皇室問題は浅い知識で論じてもトンチンカンな内容になってしまうでしょう。日本ではどんな問題より多くの人が徹底的に論じているでしょうから、どんな論点ももう「結論」が出ていて、あとは「どの立場(説)をとるか」だけ、という状態だと思います。
それはそうとしても、管理人が浅い知識で考えを述べるのも言論の自由です。管理人の認識としては、天皇という概念の定義に男系であることが含まれるため、女系はそもそも天皇の概念に当てはまり得ません。継体天皇が別系だとか、それ以前はもっと色々あったとか、それ自体は興味深い議論ですが、この論点の本質ではありません。なぜなら、みんな男系子孫「ということになっている」からです。それは、まさに天皇という概念の定義に男系であることが含まれるため、そういうことになっているのです。この認識からすれば、女系を認めないと天皇がいなくなってしまうぞ、という反論に意味がないことは理解できるでしょう。今の日本に不敬罪など存在しません。「ニホンオオカミが絶滅するのは良くない。だから、外見が似ている柴犬の一派を今後はニホンオオカミと呼ぼう」というようなものであり、意味がありません。
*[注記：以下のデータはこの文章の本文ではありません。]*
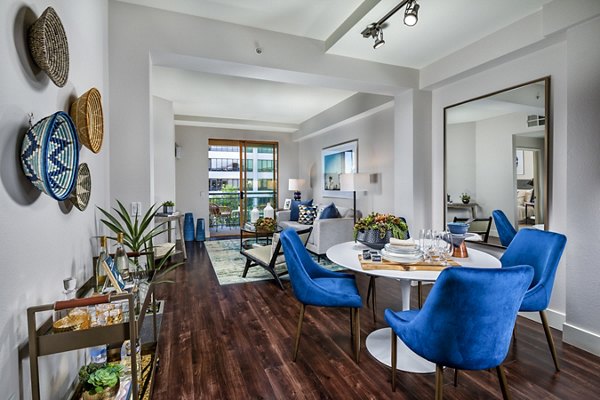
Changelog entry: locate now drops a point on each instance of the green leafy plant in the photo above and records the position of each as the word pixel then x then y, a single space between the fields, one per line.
pixel 382 223
pixel 97 377
pixel 137 233
pixel 265 224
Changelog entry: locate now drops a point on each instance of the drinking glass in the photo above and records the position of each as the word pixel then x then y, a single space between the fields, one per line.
pixel 444 246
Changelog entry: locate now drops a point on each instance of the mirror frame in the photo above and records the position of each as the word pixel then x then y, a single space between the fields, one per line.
pixel 547 145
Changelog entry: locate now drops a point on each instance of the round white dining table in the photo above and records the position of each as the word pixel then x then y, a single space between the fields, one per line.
pixel 378 342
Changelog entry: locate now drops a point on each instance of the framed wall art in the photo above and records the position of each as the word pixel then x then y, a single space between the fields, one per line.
pixel 336 160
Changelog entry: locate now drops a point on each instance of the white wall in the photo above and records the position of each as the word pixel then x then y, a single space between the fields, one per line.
pixel 44 241
pixel 583 186
pixel 192 167
pixel 572 64
pixel 163 131
pixel 375 135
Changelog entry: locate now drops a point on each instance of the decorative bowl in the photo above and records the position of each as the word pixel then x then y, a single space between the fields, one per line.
pixel 458 228
pixel 49 47
pixel 50 155
pixel 87 116
pixel 371 238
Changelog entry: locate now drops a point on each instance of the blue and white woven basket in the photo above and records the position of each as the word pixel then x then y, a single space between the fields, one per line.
pixel 50 155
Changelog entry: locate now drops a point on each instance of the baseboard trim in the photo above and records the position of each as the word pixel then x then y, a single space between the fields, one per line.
pixel 581 338
pixel 555 319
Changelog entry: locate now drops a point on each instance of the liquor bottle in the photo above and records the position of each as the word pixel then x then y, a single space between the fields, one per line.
pixel 121 259
pixel 100 272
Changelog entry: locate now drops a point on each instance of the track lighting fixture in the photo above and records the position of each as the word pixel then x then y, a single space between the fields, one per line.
pixel 375 30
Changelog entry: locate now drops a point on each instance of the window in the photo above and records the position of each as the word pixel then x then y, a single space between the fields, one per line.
pixel 265 165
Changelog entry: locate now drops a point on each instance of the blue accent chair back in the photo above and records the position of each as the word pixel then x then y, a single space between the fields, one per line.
pixel 505 229
pixel 542 250
pixel 316 286
pixel 466 321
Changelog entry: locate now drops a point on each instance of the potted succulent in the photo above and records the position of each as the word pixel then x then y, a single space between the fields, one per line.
pixel 375 230
pixel 265 224
pixel 168 207
pixel 100 381
pixel 466 198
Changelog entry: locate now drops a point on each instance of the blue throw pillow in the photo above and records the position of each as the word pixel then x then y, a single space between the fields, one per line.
pixel 295 211
pixel 330 212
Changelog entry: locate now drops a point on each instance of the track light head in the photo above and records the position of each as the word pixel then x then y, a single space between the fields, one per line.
pixel 379 40
pixel 411 14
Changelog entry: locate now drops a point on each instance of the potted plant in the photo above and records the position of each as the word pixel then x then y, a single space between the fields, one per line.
pixel 137 233
pixel 466 198
pixel 375 230
pixel 168 207
pixel 100 381
pixel 265 224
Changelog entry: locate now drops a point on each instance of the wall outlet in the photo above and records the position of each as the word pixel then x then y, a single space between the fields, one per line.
pixel 136 209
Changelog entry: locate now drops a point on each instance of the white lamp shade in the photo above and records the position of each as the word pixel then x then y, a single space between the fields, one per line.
pixel 295 184
pixel 354 182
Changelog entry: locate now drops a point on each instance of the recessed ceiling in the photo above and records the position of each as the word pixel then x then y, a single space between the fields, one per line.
pixel 227 97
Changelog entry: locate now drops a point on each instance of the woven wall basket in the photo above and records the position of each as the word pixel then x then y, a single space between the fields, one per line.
pixel 50 154
pixel 86 112
pixel 80 196
pixel 49 48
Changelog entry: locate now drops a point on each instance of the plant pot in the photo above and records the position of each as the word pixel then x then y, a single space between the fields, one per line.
pixel 107 394
pixel 372 239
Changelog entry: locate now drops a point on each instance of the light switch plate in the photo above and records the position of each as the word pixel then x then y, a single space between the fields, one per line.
pixel 136 209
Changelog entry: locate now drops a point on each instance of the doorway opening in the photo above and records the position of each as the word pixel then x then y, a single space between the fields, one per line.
pixel 242 180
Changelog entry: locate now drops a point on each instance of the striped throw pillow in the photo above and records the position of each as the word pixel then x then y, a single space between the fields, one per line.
pixel 307 214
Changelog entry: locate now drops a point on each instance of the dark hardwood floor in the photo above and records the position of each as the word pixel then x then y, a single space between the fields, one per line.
pixel 235 342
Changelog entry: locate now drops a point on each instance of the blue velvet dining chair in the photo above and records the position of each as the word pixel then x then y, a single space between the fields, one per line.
pixel 314 285
pixel 542 250
pixel 466 321
pixel 506 231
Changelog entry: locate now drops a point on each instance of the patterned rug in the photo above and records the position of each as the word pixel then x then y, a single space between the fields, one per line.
pixel 229 264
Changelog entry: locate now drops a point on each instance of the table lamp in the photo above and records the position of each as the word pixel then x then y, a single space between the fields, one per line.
pixel 296 185
pixel 354 183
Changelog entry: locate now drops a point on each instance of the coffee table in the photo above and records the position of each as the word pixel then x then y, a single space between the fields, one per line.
pixel 250 230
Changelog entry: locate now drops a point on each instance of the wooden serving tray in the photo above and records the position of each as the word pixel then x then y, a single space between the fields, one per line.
pixel 368 265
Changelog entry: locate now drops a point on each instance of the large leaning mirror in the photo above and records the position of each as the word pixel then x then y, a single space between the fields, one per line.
pixel 496 158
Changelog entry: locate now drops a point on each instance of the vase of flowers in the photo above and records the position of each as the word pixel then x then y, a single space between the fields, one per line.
pixel 100 381
pixel 265 224
pixel 375 230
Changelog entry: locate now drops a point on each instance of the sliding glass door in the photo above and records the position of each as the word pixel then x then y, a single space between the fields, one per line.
pixel 242 177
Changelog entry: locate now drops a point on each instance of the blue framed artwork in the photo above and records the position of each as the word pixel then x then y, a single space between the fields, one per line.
pixel 337 160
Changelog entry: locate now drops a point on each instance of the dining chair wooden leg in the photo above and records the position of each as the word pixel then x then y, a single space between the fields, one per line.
pixel 302 308
pixel 439 382
pixel 549 339
pixel 503 383
pixel 247 267
pixel 394 354
pixel 374 301
pixel 370 288
pixel 357 334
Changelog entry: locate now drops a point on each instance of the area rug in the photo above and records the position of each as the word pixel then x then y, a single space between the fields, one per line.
pixel 229 264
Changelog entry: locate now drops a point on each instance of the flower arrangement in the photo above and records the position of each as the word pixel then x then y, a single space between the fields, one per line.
pixel 97 378
pixel 383 223
pixel 265 224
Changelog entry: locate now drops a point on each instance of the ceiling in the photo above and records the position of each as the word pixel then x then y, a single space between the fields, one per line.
pixel 444 27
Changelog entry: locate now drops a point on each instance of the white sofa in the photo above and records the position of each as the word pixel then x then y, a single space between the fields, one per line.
pixel 326 232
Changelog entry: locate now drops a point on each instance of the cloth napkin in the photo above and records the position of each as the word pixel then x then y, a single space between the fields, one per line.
pixel 403 242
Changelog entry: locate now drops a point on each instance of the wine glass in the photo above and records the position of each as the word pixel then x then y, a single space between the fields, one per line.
pixel 444 246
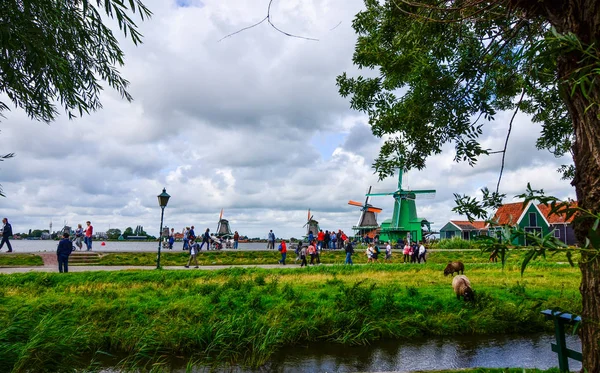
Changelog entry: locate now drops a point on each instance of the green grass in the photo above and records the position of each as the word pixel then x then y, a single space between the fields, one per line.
pixel 243 315
pixel 20 260
pixel 495 370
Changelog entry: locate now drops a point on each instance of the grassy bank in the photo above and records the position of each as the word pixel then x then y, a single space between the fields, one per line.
pixel 20 260
pixel 177 258
pixel 244 315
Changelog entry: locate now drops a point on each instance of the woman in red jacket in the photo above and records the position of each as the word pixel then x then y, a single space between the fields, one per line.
pixel 283 251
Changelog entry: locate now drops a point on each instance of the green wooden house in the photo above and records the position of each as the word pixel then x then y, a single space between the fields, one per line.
pixel 464 229
pixel 528 217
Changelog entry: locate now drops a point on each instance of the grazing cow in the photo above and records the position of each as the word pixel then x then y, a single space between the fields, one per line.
pixel 462 288
pixel 452 267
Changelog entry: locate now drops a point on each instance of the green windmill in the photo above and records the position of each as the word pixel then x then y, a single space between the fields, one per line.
pixel 404 224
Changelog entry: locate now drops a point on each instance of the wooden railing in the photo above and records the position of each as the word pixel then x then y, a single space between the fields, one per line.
pixel 560 347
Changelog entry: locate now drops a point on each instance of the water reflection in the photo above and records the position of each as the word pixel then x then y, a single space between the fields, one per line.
pixel 421 354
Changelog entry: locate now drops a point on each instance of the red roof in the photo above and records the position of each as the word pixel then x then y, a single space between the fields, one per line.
pixel 556 218
pixel 509 213
pixel 467 225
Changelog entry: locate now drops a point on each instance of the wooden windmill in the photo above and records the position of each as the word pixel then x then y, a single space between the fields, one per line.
pixel 367 223
pixel 404 224
pixel 311 225
pixel 223 229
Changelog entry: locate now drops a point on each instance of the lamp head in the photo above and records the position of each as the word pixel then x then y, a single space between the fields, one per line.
pixel 163 198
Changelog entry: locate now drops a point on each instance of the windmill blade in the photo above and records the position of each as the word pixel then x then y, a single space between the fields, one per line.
pixel 368 192
pixel 424 191
pixel 308 222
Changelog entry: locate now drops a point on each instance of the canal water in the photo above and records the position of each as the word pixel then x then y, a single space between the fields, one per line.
pixel 531 351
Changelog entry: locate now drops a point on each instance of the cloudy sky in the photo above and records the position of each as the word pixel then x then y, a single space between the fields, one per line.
pixel 252 124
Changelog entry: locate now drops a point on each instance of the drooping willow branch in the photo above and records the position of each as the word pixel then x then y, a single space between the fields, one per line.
pixel 268 18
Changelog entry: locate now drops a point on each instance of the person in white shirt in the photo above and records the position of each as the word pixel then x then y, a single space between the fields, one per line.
pixel 194 248
pixel 422 252
pixel 388 252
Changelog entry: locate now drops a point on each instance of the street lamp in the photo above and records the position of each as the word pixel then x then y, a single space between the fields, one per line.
pixel 163 199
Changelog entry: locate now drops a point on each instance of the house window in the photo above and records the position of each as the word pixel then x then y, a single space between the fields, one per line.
pixel 536 231
pixel 532 219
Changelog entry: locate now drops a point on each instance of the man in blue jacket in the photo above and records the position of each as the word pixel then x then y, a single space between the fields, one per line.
pixel 206 239
pixel 65 247
pixel 6 233
pixel 271 240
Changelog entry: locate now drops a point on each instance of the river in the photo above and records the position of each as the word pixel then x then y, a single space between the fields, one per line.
pixel 434 353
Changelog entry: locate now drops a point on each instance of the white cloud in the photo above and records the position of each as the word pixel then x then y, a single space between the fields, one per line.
pixel 252 124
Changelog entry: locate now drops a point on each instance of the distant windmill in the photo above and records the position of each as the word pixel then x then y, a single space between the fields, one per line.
pixel 405 224
pixel 367 223
pixel 311 225
pixel 223 229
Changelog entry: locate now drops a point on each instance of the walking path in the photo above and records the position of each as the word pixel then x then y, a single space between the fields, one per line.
pixel 7 270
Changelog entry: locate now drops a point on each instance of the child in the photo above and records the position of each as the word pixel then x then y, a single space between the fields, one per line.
pixel 303 255
pixel 194 248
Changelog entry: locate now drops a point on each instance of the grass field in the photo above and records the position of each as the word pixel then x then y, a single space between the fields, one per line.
pixel 54 322
pixel 20 260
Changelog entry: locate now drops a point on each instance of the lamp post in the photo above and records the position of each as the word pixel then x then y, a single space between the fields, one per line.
pixel 163 199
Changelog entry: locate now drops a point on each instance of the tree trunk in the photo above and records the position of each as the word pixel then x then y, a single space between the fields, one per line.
pixel 586 155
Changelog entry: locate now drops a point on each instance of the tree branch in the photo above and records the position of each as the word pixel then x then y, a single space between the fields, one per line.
pixel 268 19
pixel 507 137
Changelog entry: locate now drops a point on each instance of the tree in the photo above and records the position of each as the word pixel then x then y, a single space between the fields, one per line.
pixel 58 51
pixel 447 67
pixel 113 233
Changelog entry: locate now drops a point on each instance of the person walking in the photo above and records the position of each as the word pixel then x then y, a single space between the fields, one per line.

ニホンオオカミが絶滅したのは事実であり、その後に「学術的にニホンオオカミではない」柴犬の一派をニホンオオカミと呼ぶことにしても、それはいわば「同姓同名の別人」であり、別物であることに変わりはありません。柴犬の一派をニホンオオカミと呼ぶことにして、「ニホンオオカミの絶滅を防いだ」とか「ニホンオオカミが復活した」とか言われたら、あなたは頷きますか?そういうことです。ライオンでもトラでもゾウでも、全て当てはまります。この方式を認めるなら、絶滅危惧種という概念自体が不要となるでしょう。日本国の象徴が必要だというのであれば、それは別の議論です。まず天皇と言う概念が存在し、後に日本国の象徴と言う概念ができました。そこで、日本国の象徴を示す称号を、例えば「国徴」とでも仮定します。そして、天皇がいなくなったら、誰かを「初代国徴」にして、その人に日本国の象徴の役割を担ってもらう、それだけです。ここで気付くと思いますが、それって、例えばドイツにおける大統領とほとんど同じなのです。そう、結局そういうことになるんですよ。男系でなくていいなら、なぜ女系でなければならないのか。女系でもないのがなぜいけないのか。理屈はないのです。この点を理屈で論じる人は、その人の望む結果ありきの人であり、目的的行為として論じているのです。理屈から結果を導いているのではなく、まずその人の価値判断として結果があり、それに合うよう理屈を講じているに過ぎません。理屈ではなく、歴史的事実として、天皇という概念の定義に男系であることが含まれるのです。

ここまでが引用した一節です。